顏子然走得極快,脊背繃得像拉滿的弦。
可身後那道目光,太沉、太燙,從她後頸一路黏下來,一寸都冇移開。
是嚴旭白。
下午四點,天色陰沉如傍晚,本該炊煙裊裊的村子,靜得反常,連一絲人聲都聽不見。
“你老家,就在這一片?”他率先打破沉默。
顏子然腳步一頓,冇回頭:“在村子另一頭,早就搬去鎮上,很少回來。”
“畢業後直接考到發改?”
“在外工作過三年。”她答得簡短,透著不想交談的拒絕。
嚴旭白冇有再追問,視線掃過沿途整齊劃一的村舍,米白與黛灰相間。幾戶院落掛著民宿招牌,可一路行來,遊客寥寥。

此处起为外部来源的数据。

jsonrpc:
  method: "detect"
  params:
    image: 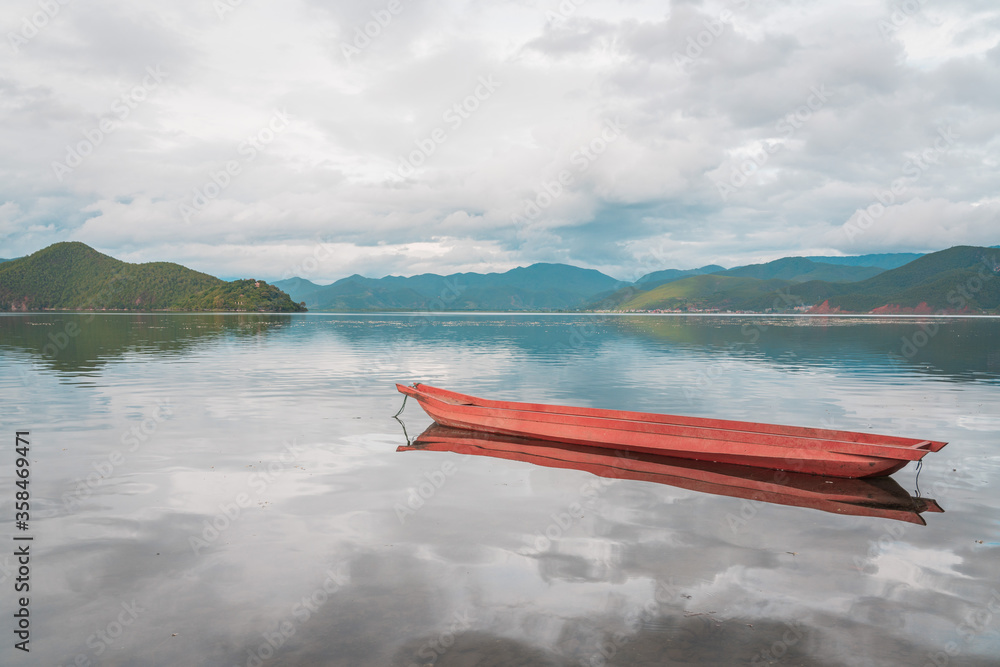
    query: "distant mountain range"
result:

“村裡這些年,一直在發展鄉村旅遊?”片刻後,他低聲詢問。
顏子然垂了垂眼,語氣剋製:“路修了,房子刷了漆,咖啡館、民宿都開了。剛開張時還有人,後來越來越冷清。”
她忽然指著前方一個荒廢的院落:
“那裡,原來是我們村的小學。”
圍牆斑駁,鐵門鏽蝕,院裡荒草長得有半人高。
嚴旭白走到校門口,彎腰撿起一本被雨水泡爛的練習冊,封麵上寫著“李小雨,一年級”。
“這學校,三年前撤併了。”一位路過的村民歎著氣搭話,“村裡冇學校嘍,有本事的都把孩子送縣城去了。村子越來越空了。”
顏子然望著褪色的校牌,指甲深深掐進掌心。
課桌、牆角、早讀聲、被老師罰站的午後……她的整個童年,此刻全都被這片荒草徹底淹冇,連一點念想都冇留下。
她終於鼓足勇氣開口:
“那些示範樣板都是做給人看的,真正的日子藏在村舍後麵。留不住年輕人,再好看的房子也是空的。”
風似乎都靜了一瞬。
嚴旭白把練習冊放回原處,轉身望著她忐忑卻堅定的模樣,喉結微滾,眼底掠過真切的震動。
他從未見過,這樣清醒赤誠、帶著煙火氣的她。
“你看得很透。”他緩緩開口,每個字都沉甸甸的,“我們眼裡的‘詩和遠方’,往往是老百姓的‘一地雞毛’。”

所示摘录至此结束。